By Wendell Berry
If you are not to become a monster,
you must care what they think.
If you care what they think,
how will you not hate them,
and so become a monster
of the opposite kind? From where then
is love to come—love for your enemy
that is the way of liberty?
From forgiveness. Forgiven, they go
free of you, and you of them;
they are to you as sunlight
on a green branch. You must not
think of them again, except
as monsters like yourself,
pitiable because unforgiving.
About the author
(Excerpt from https://www.poetryfoundation.org/poets/wendell-berry)
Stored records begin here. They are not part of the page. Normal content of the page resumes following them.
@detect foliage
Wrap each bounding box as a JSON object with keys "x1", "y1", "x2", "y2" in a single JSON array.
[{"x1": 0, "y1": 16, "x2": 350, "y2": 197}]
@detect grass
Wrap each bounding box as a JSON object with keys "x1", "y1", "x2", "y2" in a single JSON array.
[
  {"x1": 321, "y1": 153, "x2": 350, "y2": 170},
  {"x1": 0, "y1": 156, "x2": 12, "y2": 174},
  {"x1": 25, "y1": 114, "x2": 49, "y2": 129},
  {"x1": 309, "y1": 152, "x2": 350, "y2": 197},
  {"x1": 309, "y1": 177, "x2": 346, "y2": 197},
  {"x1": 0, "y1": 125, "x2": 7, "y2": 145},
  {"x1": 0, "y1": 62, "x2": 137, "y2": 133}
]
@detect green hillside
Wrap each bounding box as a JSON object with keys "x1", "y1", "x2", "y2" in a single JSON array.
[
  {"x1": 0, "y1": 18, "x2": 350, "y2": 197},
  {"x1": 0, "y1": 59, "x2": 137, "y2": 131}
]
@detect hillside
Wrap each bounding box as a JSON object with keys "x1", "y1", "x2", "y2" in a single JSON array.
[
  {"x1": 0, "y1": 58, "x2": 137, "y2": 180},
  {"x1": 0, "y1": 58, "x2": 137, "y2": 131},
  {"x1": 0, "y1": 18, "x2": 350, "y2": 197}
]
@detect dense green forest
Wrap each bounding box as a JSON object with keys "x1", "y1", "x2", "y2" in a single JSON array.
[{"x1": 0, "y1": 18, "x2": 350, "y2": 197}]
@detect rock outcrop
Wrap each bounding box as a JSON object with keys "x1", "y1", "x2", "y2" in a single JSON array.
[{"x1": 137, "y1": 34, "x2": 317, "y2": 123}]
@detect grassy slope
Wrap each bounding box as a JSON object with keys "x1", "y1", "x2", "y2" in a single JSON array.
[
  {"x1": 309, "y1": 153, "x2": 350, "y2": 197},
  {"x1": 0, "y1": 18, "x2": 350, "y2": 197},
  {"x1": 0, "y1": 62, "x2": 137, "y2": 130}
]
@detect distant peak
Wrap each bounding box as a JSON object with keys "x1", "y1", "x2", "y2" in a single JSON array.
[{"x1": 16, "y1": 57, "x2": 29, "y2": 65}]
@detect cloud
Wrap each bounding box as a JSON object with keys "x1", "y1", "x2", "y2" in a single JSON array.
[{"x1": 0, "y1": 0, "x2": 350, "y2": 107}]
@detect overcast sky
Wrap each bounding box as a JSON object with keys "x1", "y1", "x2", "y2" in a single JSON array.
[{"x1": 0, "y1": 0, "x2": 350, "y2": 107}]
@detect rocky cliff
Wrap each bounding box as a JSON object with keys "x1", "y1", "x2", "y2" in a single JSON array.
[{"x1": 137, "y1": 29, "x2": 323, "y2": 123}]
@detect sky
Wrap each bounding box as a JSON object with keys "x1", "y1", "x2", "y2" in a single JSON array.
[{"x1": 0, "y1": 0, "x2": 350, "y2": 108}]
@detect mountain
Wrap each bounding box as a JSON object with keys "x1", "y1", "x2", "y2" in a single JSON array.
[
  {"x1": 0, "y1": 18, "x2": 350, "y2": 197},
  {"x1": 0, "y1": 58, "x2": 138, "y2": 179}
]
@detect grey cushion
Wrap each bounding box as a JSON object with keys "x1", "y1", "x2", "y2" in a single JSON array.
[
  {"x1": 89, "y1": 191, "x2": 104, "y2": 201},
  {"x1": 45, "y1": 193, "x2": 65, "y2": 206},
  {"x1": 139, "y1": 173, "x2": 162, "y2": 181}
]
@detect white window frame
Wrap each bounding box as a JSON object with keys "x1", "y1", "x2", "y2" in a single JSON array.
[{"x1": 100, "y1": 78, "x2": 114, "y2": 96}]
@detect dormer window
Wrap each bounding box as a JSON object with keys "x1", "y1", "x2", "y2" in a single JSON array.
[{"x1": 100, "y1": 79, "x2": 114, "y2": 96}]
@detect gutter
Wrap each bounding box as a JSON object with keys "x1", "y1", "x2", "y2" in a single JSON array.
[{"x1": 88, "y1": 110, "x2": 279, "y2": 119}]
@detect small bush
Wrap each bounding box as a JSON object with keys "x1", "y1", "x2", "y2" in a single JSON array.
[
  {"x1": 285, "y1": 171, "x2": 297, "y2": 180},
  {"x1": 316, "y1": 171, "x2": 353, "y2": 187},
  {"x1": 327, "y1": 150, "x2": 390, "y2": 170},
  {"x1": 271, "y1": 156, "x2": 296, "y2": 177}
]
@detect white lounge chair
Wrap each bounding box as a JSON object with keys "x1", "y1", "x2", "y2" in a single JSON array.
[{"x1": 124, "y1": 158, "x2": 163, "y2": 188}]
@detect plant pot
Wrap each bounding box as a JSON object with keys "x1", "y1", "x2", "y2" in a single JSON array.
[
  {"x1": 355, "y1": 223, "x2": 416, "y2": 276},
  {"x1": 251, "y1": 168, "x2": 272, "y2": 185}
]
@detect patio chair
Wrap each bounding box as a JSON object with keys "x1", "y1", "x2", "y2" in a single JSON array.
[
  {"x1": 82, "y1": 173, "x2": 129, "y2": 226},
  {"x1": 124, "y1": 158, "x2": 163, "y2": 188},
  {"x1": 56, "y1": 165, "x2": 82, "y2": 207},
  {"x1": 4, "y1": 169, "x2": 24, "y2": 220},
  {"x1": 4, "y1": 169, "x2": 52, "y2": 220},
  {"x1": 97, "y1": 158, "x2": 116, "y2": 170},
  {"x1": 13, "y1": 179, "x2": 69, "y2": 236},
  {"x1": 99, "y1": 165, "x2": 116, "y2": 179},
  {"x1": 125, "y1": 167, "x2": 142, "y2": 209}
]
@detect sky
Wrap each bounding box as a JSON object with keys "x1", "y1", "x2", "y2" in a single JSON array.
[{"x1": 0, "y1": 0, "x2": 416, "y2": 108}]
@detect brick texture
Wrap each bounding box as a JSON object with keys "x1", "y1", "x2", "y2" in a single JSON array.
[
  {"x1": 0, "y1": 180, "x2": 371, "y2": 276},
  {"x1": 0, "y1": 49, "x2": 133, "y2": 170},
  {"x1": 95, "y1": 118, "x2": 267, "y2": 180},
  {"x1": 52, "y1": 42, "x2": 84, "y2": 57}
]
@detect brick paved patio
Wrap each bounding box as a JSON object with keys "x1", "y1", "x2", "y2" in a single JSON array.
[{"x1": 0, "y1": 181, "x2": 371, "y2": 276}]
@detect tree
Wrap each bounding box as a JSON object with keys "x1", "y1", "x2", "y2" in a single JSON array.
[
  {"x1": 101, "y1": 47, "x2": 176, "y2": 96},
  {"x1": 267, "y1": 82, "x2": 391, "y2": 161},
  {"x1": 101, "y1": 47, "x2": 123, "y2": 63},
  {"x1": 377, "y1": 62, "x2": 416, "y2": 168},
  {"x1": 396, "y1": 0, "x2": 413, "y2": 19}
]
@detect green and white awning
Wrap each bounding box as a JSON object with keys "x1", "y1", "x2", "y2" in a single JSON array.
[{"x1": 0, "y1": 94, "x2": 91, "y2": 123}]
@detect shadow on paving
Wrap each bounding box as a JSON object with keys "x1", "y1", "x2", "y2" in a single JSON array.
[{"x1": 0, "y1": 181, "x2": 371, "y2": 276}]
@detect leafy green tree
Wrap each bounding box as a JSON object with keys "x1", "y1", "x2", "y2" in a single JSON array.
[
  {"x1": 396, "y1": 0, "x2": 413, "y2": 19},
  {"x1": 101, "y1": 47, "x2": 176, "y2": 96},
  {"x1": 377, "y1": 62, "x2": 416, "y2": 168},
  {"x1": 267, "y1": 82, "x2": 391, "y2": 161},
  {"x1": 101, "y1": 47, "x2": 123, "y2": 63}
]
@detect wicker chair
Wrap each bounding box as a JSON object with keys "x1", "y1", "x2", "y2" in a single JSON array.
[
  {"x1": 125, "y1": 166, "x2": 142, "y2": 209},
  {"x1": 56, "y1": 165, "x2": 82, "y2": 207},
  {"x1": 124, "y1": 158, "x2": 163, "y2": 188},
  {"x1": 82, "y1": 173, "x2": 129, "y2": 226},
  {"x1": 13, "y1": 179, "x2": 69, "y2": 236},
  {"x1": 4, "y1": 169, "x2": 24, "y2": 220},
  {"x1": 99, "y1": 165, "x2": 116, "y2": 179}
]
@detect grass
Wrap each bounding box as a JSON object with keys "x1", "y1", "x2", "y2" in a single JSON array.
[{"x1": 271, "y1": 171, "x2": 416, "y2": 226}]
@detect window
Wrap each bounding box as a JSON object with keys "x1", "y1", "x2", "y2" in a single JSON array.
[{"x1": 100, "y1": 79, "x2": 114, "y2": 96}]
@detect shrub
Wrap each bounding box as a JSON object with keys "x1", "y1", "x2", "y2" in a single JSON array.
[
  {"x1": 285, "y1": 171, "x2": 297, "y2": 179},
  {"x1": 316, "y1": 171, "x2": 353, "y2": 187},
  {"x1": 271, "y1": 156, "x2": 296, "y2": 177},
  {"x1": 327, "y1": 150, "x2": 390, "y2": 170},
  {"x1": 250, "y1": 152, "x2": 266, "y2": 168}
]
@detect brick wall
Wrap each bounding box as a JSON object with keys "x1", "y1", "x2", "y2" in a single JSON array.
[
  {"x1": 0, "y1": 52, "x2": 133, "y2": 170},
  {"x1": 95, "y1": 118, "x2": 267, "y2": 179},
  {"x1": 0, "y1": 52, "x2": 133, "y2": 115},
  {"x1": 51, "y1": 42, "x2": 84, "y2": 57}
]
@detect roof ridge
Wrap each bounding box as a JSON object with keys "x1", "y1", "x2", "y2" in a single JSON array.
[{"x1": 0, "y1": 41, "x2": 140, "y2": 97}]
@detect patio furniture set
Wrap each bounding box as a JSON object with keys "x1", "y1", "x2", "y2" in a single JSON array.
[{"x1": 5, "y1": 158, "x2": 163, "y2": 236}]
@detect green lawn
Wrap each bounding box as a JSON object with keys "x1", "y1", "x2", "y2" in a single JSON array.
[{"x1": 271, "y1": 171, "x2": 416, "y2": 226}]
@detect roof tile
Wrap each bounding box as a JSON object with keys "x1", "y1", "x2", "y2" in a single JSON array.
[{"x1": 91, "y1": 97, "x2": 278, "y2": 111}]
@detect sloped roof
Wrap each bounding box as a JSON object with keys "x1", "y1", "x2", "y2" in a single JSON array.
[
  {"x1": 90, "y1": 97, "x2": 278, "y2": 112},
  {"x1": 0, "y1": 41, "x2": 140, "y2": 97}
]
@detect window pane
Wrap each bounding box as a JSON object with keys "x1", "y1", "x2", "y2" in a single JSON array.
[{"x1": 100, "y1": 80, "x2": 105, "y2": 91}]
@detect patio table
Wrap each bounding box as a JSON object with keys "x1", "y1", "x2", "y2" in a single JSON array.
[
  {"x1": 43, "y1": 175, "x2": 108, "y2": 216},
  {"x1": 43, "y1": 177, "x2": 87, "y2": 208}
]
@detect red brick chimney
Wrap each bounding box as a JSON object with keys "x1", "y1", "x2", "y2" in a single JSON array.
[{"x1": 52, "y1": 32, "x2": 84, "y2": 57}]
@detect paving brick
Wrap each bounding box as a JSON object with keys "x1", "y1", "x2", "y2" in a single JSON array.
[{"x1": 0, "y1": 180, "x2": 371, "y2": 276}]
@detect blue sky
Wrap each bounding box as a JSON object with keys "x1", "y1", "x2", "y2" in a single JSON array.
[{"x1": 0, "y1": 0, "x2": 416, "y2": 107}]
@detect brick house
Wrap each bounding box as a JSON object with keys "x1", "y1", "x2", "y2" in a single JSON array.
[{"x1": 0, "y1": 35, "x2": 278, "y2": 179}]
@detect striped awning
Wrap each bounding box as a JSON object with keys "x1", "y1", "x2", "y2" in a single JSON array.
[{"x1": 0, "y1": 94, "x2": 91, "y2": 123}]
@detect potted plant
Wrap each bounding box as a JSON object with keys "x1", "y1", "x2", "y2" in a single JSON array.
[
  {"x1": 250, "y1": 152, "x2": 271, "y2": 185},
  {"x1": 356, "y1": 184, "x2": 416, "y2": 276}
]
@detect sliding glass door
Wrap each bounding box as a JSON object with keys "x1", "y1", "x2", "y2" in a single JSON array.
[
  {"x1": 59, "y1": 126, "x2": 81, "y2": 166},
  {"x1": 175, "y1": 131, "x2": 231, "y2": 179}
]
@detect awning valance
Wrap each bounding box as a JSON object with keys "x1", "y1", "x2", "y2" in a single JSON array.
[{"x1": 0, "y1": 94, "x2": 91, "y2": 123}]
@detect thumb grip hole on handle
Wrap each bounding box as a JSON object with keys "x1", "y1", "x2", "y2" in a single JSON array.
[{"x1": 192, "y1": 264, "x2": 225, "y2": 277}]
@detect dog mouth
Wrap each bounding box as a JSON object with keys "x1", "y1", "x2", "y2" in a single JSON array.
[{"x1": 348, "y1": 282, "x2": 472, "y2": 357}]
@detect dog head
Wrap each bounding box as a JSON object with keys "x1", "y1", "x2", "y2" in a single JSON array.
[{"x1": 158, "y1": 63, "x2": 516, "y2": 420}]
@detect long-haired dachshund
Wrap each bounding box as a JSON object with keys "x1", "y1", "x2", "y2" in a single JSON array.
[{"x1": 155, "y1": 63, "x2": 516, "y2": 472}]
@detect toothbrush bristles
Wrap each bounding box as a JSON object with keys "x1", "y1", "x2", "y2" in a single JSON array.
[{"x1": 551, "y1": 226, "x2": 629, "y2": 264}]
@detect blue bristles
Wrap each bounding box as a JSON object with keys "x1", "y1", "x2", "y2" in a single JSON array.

Poet, novelist, and environmentalist Wendell Berry (b. 1934) lives in Port Royal, Kentucky near his birthplace, where he has maintained a farm for over 40 years. Mistrustful of technology, he holds deep reverence for the land and is a staunch defender of agrarian values. He is the author of over 50 books of poetry, fiction, and essays. His poetry celebrates the holiness of life and everyday miracles often taken for granted. In 2016, Berry was awarded the Ivan Sandrof Lifetime Achievement Award by the National Books Critics Circle. In 2010, Barack Obama awarded him with the National Humanities Medal. Berry’s other honors include the T.S. Eliot Prize, the Aiken Taylor Award for poetry, the John Hay Award of the Orion Society, and the Richard C. Holbrooke Distinguished Achievement Award of the Dayton Literary Peace Prize. Berry’s poetry collections include This Day: Collected & New Sabbath Poems (2014), Given (2005), A Timbered Choir: The Sabbath Poems 1979-1997, Entries: Poems (1994), Traveling at Home (1989), The Selected Poems of Wendell Berry (1988), Collected Poems 1957-1982 (1985), Clearing (1977), There Is Singing Around Me (1976), and The Broken Ground (1964).